でも、実際皐月さんみたいに遥か先の階層を攻略中のプレイヤーの実力が見れる機会というか、実際に戦えるのなんてすごく貴重な経験だと思うのは本当だったからもういいか。
皐月さんの言うように勝ち負けは抜きに(まあ負けるんだろうけど)楽しむことにしよう。
「……はい。ルールの設定はこんな感じでどうかな」
私は改めて今回の決闘の細かなルールについて目を通すと、皐月さんに大丈夫ですと伝えた。
後は皐月さんが決闘開始ボタンを押して15秒後に決闘が始まる。
決闘場所はもちろんこの森の安全地帯のルーム。そんなに広くない空間だったのでこの部屋全体を決闘のフィールドに選択した。
「それじゃあ始めるけど、玲愛さんはスキルや魔法はなんでも使っていいからね」
「はい。わかってます」
私が皐月さんにそう答えると皐月さんは決闘開始のボタンを押した。
すると私の視界の中央上に金ぴかの懐中時計が現れて15秒をカウントし始めた。私と皐月さんはお互いにそれを確認するとそこから距離を置いた。ざっと20メートルくらいか。

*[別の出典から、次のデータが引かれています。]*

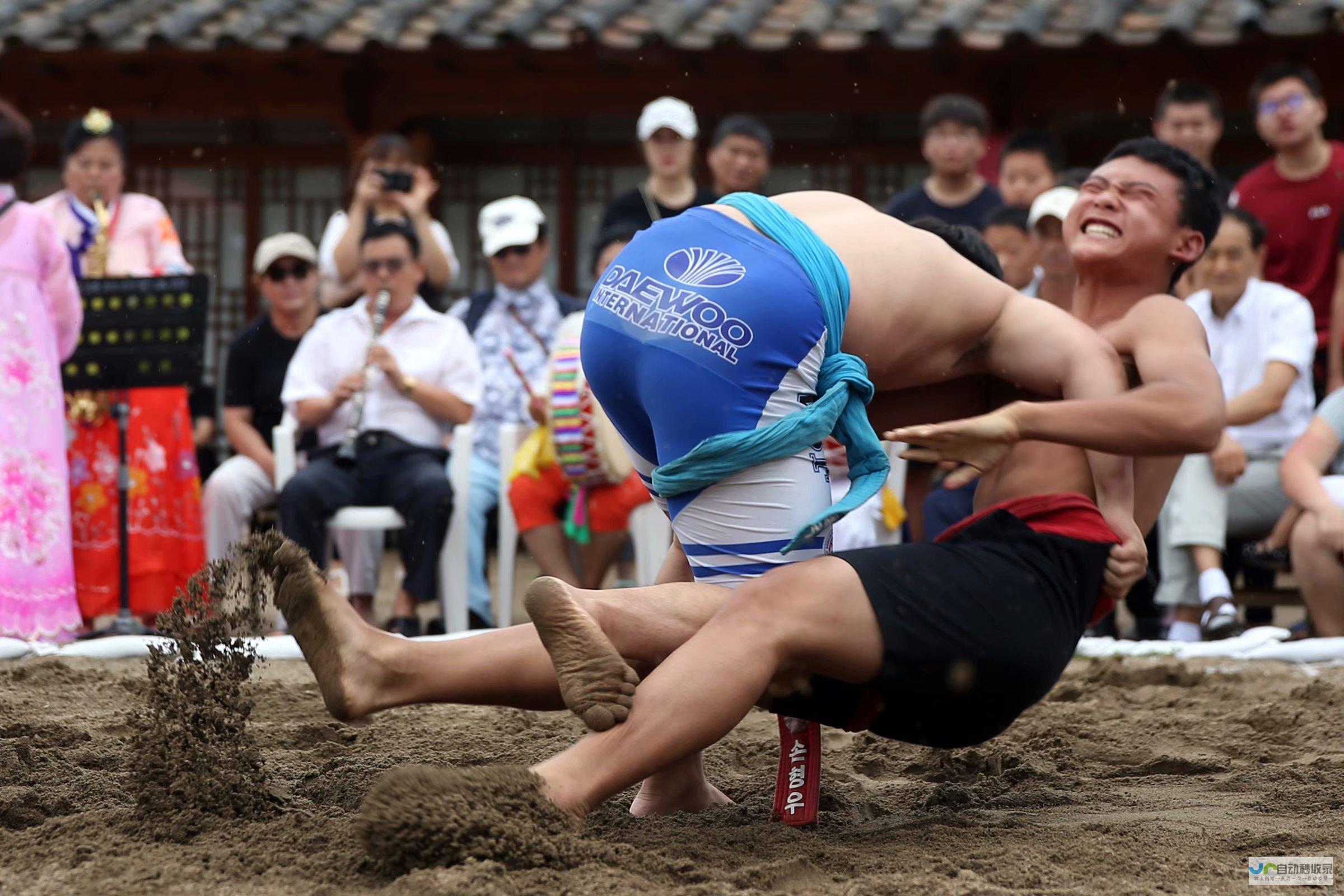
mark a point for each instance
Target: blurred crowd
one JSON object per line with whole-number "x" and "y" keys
{"x": 1267, "y": 503}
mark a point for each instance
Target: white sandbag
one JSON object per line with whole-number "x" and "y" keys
{"x": 1238, "y": 647}
{"x": 1304, "y": 651}
{"x": 119, "y": 647}
{"x": 454, "y": 636}
{"x": 1113, "y": 648}
{"x": 281, "y": 647}
{"x": 12, "y": 649}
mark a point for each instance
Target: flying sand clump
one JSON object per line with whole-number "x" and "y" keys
{"x": 193, "y": 760}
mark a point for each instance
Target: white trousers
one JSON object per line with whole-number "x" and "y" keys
{"x": 239, "y": 488}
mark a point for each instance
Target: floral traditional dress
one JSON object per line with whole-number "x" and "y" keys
{"x": 165, "y": 517}
{"x": 39, "y": 325}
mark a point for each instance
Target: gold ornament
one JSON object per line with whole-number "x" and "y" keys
{"x": 99, "y": 122}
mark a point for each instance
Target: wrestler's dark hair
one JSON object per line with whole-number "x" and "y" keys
{"x": 615, "y": 233}
{"x": 1282, "y": 72}
{"x": 1073, "y": 176}
{"x": 1038, "y": 142}
{"x": 1010, "y": 217}
{"x": 1254, "y": 225}
{"x": 391, "y": 227}
{"x": 15, "y": 143}
{"x": 953, "y": 106}
{"x": 77, "y": 136}
{"x": 968, "y": 244}
{"x": 744, "y": 125}
{"x": 1200, "y": 206}
{"x": 1188, "y": 93}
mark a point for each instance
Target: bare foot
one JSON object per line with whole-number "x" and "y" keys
{"x": 596, "y": 683}
{"x": 328, "y": 632}
{"x": 696, "y": 796}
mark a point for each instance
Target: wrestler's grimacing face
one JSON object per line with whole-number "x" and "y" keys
{"x": 1128, "y": 216}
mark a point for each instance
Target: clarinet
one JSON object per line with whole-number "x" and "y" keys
{"x": 346, "y": 454}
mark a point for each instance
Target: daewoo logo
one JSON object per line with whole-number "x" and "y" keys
{"x": 703, "y": 268}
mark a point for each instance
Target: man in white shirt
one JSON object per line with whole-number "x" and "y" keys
{"x": 1262, "y": 340}
{"x": 514, "y": 324}
{"x": 424, "y": 376}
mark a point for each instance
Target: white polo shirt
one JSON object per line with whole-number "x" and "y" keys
{"x": 1269, "y": 323}
{"x": 432, "y": 347}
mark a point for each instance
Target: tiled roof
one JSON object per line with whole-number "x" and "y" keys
{"x": 348, "y": 26}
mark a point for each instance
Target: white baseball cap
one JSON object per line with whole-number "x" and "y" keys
{"x": 667, "y": 112}
{"x": 1053, "y": 203}
{"x": 283, "y": 246}
{"x": 514, "y": 221}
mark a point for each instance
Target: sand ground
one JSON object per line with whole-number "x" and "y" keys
{"x": 1133, "y": 777}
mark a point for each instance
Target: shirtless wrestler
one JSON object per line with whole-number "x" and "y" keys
{"x": 870, "y": 629}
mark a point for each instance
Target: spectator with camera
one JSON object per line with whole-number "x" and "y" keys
{"x": 388, "y": 183}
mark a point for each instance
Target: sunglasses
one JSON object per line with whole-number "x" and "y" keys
{"x": 280, "y": 273}
{"x": 1292, "y": 102}
{"x": 375, "y": 265}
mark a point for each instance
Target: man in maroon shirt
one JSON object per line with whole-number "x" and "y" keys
{"x": 1300, "y": 197}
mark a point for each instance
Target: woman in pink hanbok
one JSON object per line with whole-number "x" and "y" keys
{"x": 39, "y": 325}
{"x": 163, "y": 514}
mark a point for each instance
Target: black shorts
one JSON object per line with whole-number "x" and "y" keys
{"x": 975, "y": 631}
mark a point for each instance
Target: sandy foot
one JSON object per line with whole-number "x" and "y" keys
{"x": 595, "y": 680}
{"x": 324, "y": 627}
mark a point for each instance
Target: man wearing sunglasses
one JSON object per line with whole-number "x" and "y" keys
{"x": 422, "y": 378}
{"x": 1299, "y": 195}
{"x": 286, "y": 274}
{"x": 514, "y": 324}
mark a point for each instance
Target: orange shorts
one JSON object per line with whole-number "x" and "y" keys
{"x": 536, "y": 503}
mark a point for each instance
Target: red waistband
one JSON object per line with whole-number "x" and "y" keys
{"x": 1066, "y": 514}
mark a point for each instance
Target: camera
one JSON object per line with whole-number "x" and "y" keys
{"x": 395, "y": 182}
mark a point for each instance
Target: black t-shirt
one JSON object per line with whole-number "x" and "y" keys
{"x": 917, "y": 203}
{"x": 256, "y": 374}
{"x": 629, "y": 209}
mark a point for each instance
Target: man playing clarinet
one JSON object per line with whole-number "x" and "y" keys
{"x": 418, "y": 375}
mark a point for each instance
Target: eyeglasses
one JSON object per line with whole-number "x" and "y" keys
{"x": 1292, "y": 102}
{"x": 375, "y": 265}
{"x": 514, "y": 250}
{"x": 280, "y": 273}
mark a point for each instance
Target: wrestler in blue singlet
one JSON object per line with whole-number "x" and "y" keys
{"x": 703, "y": 327}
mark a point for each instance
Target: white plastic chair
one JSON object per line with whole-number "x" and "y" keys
{"x": 511, "y": 436}
{"x": 651, "y": 535}
{"x": 452, "y": 559}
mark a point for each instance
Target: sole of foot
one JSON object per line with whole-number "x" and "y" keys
{"x": 597, "y": 684}
{"x": 314, "y": 615}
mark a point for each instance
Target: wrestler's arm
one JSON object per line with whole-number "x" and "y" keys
{"x": 1179, "y": 408}
{"x": 933, "y": 403}
{"x": 1038, "y": 347}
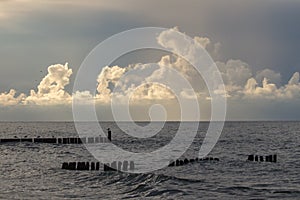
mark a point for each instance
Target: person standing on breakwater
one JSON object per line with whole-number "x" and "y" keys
{"x": 109, "y": 134}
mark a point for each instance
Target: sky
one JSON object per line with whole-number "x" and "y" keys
{"x": 255, "y": 45}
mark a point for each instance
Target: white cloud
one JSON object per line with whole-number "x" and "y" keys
{"x": 10, "y": 99}
{"x": 145, "y": 81}
{"x": 272, "y": 76}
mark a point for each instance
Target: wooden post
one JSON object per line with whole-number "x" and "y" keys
{"x": 125, "y": 165}
{"x": 251, "y": 157}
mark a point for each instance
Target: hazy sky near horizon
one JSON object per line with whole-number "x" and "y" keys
{"x": 254, "y": 40}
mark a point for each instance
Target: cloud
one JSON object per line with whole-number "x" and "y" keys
{"x": 271, "y": 91}
{"x": 148, "y": 83}
{"x": 50, "y": 91}
{"x": 10, "y": 99}
{"x": 271, "y": 75}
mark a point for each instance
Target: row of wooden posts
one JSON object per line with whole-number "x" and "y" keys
{"x": 269, "y": 158}
{"x": 69, "y": 140}
{"x": 96, "y": 166}
{"x": 187, "y": 161}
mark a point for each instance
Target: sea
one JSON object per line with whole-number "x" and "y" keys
{"x": 34, "y": 170}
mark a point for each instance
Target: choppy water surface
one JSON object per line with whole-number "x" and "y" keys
{"x": 34, "y": 170}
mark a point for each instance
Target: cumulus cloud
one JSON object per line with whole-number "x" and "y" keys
{"x": 271, "y": 91}
{"x": 272, "y": 76}
{"x": 10, "y": 98}
{"x": 146, "y": 81}
{"x": 50, "y": 91}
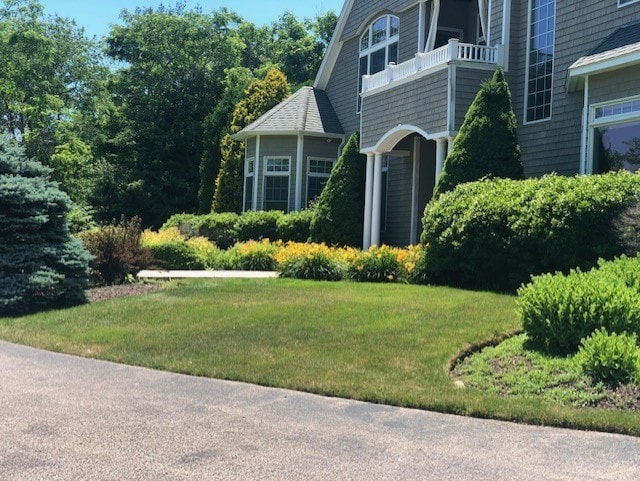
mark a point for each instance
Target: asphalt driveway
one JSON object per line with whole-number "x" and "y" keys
{"x": 67, "y": 418}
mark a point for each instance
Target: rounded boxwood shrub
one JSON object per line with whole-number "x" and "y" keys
{"x": 294, "y": 226}
{"x": 610, "y": 358}
{"x": 494, "y": 234}
{"x": 258, "y": 225}
{"x": 219, "y": 228}
{"x": 557, "y": 311}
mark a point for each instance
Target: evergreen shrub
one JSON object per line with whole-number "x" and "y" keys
{"x": 219, "y": 228}
{"x": 495, "y": 233}
{"x": 258, "y": 225}
{"x": 339, "y": 210}
{"x": 41, "y": 265}
{"x": 557, "y": 311}
{"x": 294, "y": 226}
{"x": 486, "y": 145}
{"x": 610, "y": 358}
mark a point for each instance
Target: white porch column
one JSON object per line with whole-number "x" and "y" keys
{"x": 256, "y": 174}
{"x": 368, "y": 201}
{"x": 377, "y": 199}
{"x": 506, "y": 32}
{"x": 299, "y": 159}
{"x": 441, "y": 155}
{"x": 450, "y": 144}
{"x": 584, "y": 138}
{"x": 415, "y": 190}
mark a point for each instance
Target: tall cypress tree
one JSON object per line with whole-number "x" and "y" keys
{"x": 486, "y": 145}
{"x": 41, "y": 265}
{"x": 339, "y": 212}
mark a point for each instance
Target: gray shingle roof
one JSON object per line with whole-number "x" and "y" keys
{"x": 306, "y": 111}
{"x": 621, "y": 37}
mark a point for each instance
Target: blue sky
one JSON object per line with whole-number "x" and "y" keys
{"x": 97, "y": 16}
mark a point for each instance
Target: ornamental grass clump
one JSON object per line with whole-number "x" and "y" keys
{"x": 313, "y": 261}
{"x": 379, "y": 264}
{"x": 255, "y": 255}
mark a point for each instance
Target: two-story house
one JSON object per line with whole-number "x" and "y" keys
{"x": 404, "y": 72}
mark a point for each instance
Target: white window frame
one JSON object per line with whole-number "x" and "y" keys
{"x": 249, "y": 173}
{"x": 268, "y": 173}
{"x": 527, "y": 65}
{"x": 366, "y": 52}
{"x": 317, "y": 174}
{"x": 613, "y": 119}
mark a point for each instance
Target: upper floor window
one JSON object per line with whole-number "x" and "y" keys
{"x": 378, "y": 47}
{"x": 540, "y": 60}
{"x": 249, "y": 172}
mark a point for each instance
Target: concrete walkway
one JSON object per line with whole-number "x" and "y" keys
{"x": 151, "y": 274}
{"x": 67, "y": 418}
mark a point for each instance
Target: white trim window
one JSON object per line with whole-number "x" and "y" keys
{"x": 276, "y": 183}
{"x": 614, "y": 136}
{"x": 378, "y": 47}
{"x": 249, "y": 172}
{"x": 318, "y": 172}
{"x": 540, "y": 50}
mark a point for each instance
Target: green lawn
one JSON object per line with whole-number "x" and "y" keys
{"x": 389, "y": 344}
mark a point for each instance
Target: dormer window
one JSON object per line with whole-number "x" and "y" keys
{"x": 378, "y": 47}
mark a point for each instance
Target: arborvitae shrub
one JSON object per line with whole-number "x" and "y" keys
{"x": 494, "y": 234}
{"x": 41, "y": 265}
{"x": 339, "y": 211}
{"x": 486, "y": 145}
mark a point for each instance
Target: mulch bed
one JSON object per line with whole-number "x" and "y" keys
{"x": 122, "y": 290}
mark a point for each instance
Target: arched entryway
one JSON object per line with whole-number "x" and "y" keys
{"x": 402, "y": 170}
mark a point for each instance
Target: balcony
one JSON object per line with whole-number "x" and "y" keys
{"x": 428, "y": 61}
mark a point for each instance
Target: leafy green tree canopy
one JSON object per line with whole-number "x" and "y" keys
{"x": 260, "y": 97}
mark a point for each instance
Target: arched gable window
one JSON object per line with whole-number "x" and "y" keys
{"x": 378, "y": 47}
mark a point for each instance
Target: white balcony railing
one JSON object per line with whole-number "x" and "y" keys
{"x": 454, "y": 50}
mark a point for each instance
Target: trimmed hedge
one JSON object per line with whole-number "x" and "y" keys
{"x": 494, "y": 234}
{"x": 558, "y": 311}
{"x": 227, "y": 228}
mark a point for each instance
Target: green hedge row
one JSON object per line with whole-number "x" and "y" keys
{"x": 558, "y": 311}
{"x": 225, "y": 229}
{"x": 495, "y": 234}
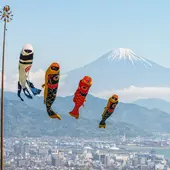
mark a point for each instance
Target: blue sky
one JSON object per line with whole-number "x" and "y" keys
{"x": 76, "y": 32}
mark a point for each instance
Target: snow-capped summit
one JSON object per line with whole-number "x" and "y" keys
{"x": 127, "y": 54}
{"x": 118, "y": 69}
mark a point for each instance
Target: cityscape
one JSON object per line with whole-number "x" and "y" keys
{"x": 69, "y": 153}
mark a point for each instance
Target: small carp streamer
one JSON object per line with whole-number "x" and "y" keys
{"x": 52, "y": 77}
{"x": 80, "y": 95}
{"x": 109, "y": 109}
{"x": 25, "y": 63}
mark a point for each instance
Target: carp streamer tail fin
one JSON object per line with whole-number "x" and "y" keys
{"x": 19, "y": 91}
{"x": 52, "y": 114}
{"x": 27, "y": 93}
{"x": 75, "y": 112}
{"x": 34, "y": 90}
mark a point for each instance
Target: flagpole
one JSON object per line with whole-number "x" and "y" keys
{"x": 6, "y": 16}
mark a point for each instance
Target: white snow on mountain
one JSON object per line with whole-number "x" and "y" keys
{"x": 127, "y": 54}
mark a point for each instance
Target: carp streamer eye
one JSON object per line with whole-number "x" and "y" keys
{"x": 28, "y": 51}
{"x": 54, "y": 68}
{"x": 114, "y": 98}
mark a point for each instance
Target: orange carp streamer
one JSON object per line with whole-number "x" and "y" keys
{"x": 80, "y": 95}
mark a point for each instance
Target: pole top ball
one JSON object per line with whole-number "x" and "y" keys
{"x": 6, "y": 8}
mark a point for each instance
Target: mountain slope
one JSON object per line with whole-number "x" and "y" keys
{"x": 117, "y": 69}
{"x": 31, "y": 117}
{"x": 154, "y": 104}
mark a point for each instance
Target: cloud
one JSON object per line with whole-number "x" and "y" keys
{"x": 37, "y": 77}
{"x": 133, "y": 93}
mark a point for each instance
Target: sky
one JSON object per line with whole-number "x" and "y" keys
{"x": 76, "y": 32}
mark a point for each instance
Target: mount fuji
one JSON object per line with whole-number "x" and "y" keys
{"x": 117, "y": 69}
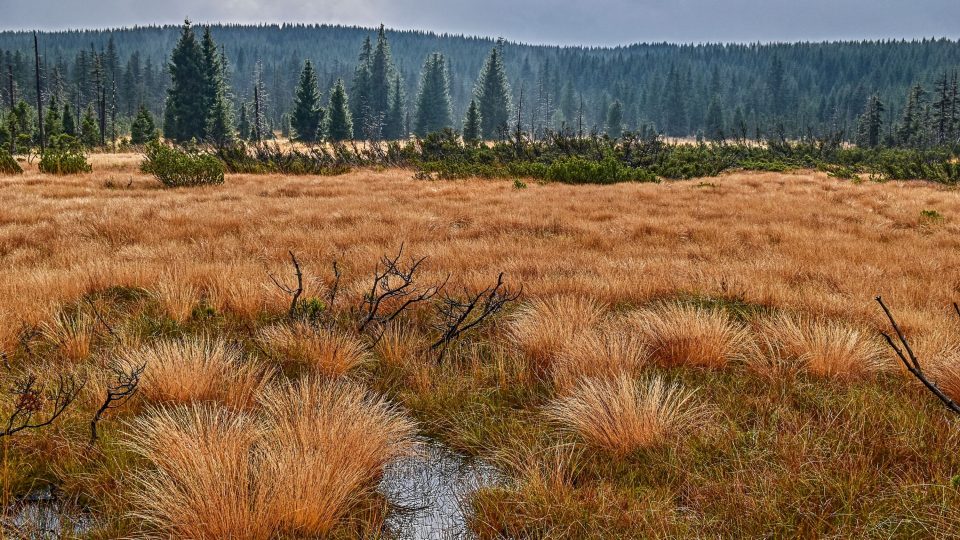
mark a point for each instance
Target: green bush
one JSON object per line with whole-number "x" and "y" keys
{"x": 9, "y": 165}
{"x": 180, "y": 168}
{"x": 64, "y": 156}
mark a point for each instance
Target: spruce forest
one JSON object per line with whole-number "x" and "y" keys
{"x": 750, "y": 90}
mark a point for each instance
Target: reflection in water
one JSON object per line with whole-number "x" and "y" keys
{"x": 42, "y": 516}
{"x": 430, "y": 492}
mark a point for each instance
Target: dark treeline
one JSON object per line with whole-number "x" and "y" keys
{"x": 746, "y": 91}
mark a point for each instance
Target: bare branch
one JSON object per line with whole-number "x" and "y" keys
{"x": 395, "y": 284}
{"x": 125, "y": 385}
{"x": 31, "y": 398}
{"x": 460, "y": 316}
{"x": 910, "y": 361}
{"x": 293, "y": 293}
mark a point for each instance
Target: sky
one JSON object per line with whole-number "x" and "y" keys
{"x": 584, "y": 22}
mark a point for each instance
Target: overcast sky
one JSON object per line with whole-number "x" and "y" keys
{"x": 589, "y": 22}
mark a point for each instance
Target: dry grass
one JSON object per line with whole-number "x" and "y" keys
{"x": 72, "y": 332}
{"x": 821, "y": 348}
{"x": 295, "y": 471}
{"x": 197, "y": 369}
{"x": 545, "y": 326}
{"x": 326, "y": 444}
{"x": 609, "y": 351}
{"x": 679, "y": 335}
{"x": 622, "y": 415}
{"x": 327, "y": 352}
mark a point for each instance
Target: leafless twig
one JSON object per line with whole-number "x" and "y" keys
{"x": 910, "y": 360}
{"x": 392, "y": 291}
{"x": 294, "y": 293}
{"x": 32, "y": 399}
{"x": 120, "y": 390}
{"x": 460, "y": 316}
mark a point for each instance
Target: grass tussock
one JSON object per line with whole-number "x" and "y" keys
{"x": 198, "y": 369}
{"x": 623, "y": 415}
{"x": 293, "y": 470}
{"x": 327, "y": 352}
{"x": 681, "y": 335}
{"x": 542, "y": 328}
{"x": 607, "y": 352}
{"x": 819, "y": 347}
{"x": 327, "y": 443}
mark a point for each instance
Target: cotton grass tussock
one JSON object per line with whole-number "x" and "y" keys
{"x": 822, "y": 348}
{"x": 682, "y": 335}
{"x": 544, "y": 327}
{"x": 205, "y": 480}
{"x": 622, "y": 415}
{"x": 196, "y": 369}
{"x": 326, "y": 445}
{"x": 328, "y": 352}
{"x": 72, "y": 332}
{"x": 608, "y": 352}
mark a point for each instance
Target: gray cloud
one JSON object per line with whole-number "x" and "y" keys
{"x": 597, "y": 22}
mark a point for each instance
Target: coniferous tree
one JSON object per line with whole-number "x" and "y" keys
{"x": 870, "y": 127}
{"x": 90, "y": 129}
{"x": 218, "y": 128}
{"x": 715, "y": 127}
{"x": 53, "y": 121}
{"x": 307, "y": 112}
{"x": 340, "y": 125}
{"x": 186, "y": 111}
{"x": 143, "y": 129}
{"x": 615, "y": 119}
{"x": 243, "y": 124}
{"x": 360, "y": 91}
{"x": 394, "y": 127}
{"x": 493, "y": 95}
{"x": 69, "y": 125}
{"x": 381, "y": 77}
{"x": 472, "y": 132}
{"x": 433, "y": 100}
{"x": 913, "y": 126}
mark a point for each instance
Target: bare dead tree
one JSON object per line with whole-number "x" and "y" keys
{"x": 294, "y": 293}
{"x": 37, "y": 405}
{"x": 119, "y": 391}
{"x": 910, "y": 361}
{"x": 459, "y": 316}
{"x": 392, "y": 291}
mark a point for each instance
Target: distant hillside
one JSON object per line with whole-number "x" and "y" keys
{"x": 803, "y": 86}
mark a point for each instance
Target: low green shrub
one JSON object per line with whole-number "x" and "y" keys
{"x": 64, "y": 156}
{"x": 8, "y": 164}
{"x": 175, "y": 167}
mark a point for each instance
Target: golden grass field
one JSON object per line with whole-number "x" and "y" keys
{"x": 687, "y": 359}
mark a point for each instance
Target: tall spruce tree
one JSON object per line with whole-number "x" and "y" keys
{"x": 307, "y": 113}
{"x": 394, "y": 127}
{"x": 870, "y": 126}
{"x": 360, "y": 91}
{"x": 493, "y": 95}
{"x": 715, "y": 126}
{"x": 143, "y": 129}
{"x": 472, "y": 132}
{"x": 381, "y": 78}
{"x": 433, "y": 100}
{"x": 218, "y": 128}
{"x": 340, "y": 125}
{"x": 614, "y": 119}
{"x": 186, "y": 111}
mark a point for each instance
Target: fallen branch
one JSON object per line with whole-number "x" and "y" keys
{"x": 910, "y": 360}
{"x": 293, "y": 293}
{"x": 30, "y": 399}
{"x": 118, "y": 392}
{"x": 460, "y": 316}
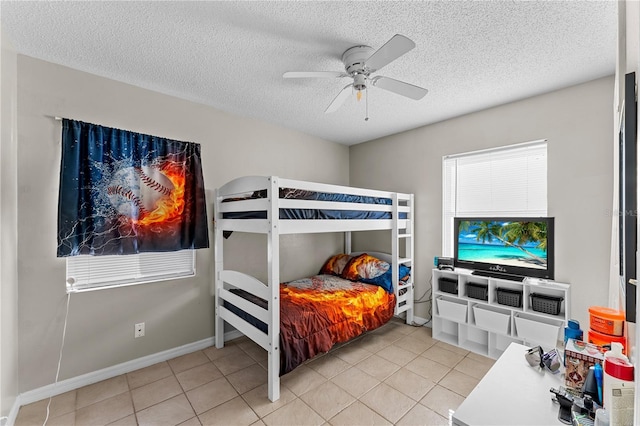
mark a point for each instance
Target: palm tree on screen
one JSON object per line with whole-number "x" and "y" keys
{"x": 512, "y": 234}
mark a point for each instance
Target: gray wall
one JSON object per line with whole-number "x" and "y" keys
{"x": 578, "y": 125}
{"x": 100, "y": 328}
{"x": 8, "y": 225}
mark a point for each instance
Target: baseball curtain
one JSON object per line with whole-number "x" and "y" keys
{"x": 124, "y": 193}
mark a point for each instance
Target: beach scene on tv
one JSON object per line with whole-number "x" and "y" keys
{"x": 514, "y": 243}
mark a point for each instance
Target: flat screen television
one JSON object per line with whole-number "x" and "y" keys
{"x": 505, "y": 247}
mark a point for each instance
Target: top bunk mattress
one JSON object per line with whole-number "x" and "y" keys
{"x": 359, "y": 211}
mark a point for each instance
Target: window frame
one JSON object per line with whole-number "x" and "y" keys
{"x": 450, "y": 184}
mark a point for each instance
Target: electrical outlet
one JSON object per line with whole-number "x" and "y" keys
{"x": 138, "y": 330}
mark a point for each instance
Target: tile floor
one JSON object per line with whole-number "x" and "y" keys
{"x": 394, "y": 375}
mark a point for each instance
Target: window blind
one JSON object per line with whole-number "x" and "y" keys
{"x": 508, "y": 181}
{"x": 95, "y": 272}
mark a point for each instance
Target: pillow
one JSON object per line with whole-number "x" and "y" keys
{"x": 371, "y": 270}
{"x": 335, "y": 264}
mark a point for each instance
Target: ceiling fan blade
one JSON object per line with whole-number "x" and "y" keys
{"x": 339, "y": 100}
{"x": 399, "y": 87}
{"x": 314, "y": 74}
{"x": 397, "y": 46}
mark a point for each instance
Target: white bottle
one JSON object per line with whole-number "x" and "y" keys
{"x": 618, "y": 386}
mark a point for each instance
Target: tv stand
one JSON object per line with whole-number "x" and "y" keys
{"x": 485, "y": 314}
{"x": 499, "y": 275}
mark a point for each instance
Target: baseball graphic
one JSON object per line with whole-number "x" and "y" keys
{"x": 135, "y": 191}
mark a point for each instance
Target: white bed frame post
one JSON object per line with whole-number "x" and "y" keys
{"x": 273, "y": 256}
{"x": 407, "y": 238}
{"x": 410, "y": 253}
{"x": 219, "y": 266}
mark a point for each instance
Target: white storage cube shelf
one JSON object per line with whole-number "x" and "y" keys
{"x": 487, "y": 327}
{"x": 538, "y": 331}
{"x": 491, "y": 319}
{"x": 452, "y": 310}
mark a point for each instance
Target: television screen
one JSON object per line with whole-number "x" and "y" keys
{"x": 519, "y": 247}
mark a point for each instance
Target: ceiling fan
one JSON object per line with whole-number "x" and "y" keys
{"x": 359, "y": 63}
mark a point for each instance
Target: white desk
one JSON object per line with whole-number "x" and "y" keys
{"x": 511, "y": 393}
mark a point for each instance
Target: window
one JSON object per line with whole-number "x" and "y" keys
{"x": 508, "y": 181}
{"x": 95, "y": 272}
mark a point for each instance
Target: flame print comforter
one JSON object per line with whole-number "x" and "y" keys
{"x": 320, "y": 311}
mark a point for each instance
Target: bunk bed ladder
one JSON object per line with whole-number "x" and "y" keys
{"x": 219, "y": 266}
{"x": 402, "y": 244}
{"x": 273, "y": 256}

それからすぐに金ぴかの懐中時計が15秒を数えると決闘開始の文字が目の前に出てきた。
決闘開始すぐに気づいたことで、私の視界の右上に黄色い枠で囲まれたカウンターと、緑色の枠で囲まれたカウンターがあってカウンターの数字はどっちも10だったんだけど、きっと今回の決闘の相手に攻撃を命中させた回数を数えるものなんだろう。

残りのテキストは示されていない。